KODJ at FM-94.1, "Utah's Fun Station" (its newest slogan), has finally cut loose and hired a new morning team "The Breakfast Club."
Ever since Dickie and Angel Shannon were let go last spring, the station has used Rob Boshard as a fill-in. Now, "The Breakfast Club" is a permanent replacement from 6-10 a.m. weekdays, with hosts Steve Harmon and Jon Watkins. (Boshard has returned to his afternoon DJ duties.)
Harmon came to Salt Lake City from the Dallas radio market. He has also worked in North Carolina. "I'm not in Kansas anymore," Watkins quips on his KODJ Web site biography (www.kodj.com).
He moved to Utah from Wichita after spending two years in radio there. His family is originally from Utah, but he grew up in Long Beach, Calif.
The DJs don't talk a lot. The station is retaining its music emphasis. However, they do a contest once in a while and discuss Hollywood news.
Bob Hendricks does the newscasts for the show and "Page" provides traffic reports.
Whether the new morning show will be a hit with listeners isn't clear yet but it definitely seems to be straddling well the fine line between talk and music.
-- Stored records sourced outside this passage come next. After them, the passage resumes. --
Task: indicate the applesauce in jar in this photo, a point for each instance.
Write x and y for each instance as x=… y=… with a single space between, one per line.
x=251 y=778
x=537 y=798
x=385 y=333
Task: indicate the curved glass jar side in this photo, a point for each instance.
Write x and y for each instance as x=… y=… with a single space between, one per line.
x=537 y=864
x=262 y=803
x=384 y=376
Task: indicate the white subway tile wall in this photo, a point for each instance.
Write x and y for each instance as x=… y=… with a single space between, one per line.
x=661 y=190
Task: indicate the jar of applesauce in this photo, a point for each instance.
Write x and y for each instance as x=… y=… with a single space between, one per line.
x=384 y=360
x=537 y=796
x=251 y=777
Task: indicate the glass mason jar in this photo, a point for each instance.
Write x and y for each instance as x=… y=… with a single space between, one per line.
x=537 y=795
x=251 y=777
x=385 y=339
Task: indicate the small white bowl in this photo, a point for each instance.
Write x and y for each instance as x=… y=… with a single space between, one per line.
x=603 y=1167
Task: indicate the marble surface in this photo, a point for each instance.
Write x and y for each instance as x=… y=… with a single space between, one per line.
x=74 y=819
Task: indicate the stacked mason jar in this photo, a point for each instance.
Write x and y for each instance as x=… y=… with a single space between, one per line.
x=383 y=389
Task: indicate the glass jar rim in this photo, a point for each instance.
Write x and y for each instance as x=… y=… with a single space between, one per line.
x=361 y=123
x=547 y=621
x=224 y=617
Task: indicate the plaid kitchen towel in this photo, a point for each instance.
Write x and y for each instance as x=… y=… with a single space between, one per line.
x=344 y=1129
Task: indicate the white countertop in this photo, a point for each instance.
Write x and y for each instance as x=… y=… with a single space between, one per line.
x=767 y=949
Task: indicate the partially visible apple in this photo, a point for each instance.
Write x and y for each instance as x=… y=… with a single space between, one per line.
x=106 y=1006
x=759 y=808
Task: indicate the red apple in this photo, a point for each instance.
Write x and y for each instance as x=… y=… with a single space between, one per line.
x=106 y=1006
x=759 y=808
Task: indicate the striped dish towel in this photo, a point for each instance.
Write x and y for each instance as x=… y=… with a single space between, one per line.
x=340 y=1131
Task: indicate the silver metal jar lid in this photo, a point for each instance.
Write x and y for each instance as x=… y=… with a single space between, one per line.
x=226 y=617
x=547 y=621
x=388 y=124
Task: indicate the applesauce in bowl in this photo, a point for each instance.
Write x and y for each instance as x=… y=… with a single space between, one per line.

Two other new morning DJs have also surfaced recently. Randy Rose, a longtime Utah DJ at KRSP and other stations until he left the market some years ago, is back. He's the new program director for KJQN ("Jack FM" 103.1). He's also the station's morning host. As a veteran broadcaster, Craig is a great choice to program a station whose niche is to give listeners what they want.
RADIO HAPPENINGS KXRK (FM-96.3) is going to have quite the honor come Sept. 21. when the Black Island Farms corn maze opens in Syracuse. That's because the right side of the maze will be shaped like the "Radio from Hell" rat, complete with an "X96" insignia. The other side of the corn maze will be a Weber State University logo. Will Kerry, Bill and Gina do a live remote from the corn maze sometime? Stay tuned.
There seem to be a lot of old-time, nostalgic radio program fans out there, who may be interested in knowing that Internet resources add a wealth of options. Go to www.old-time.com to better explore the Golden Age of radio.
According to Inside Radio, the contemporary Christian format has the biggest national in-car audience at 48.2 percent. College graduates prefer classical and sports formats, however.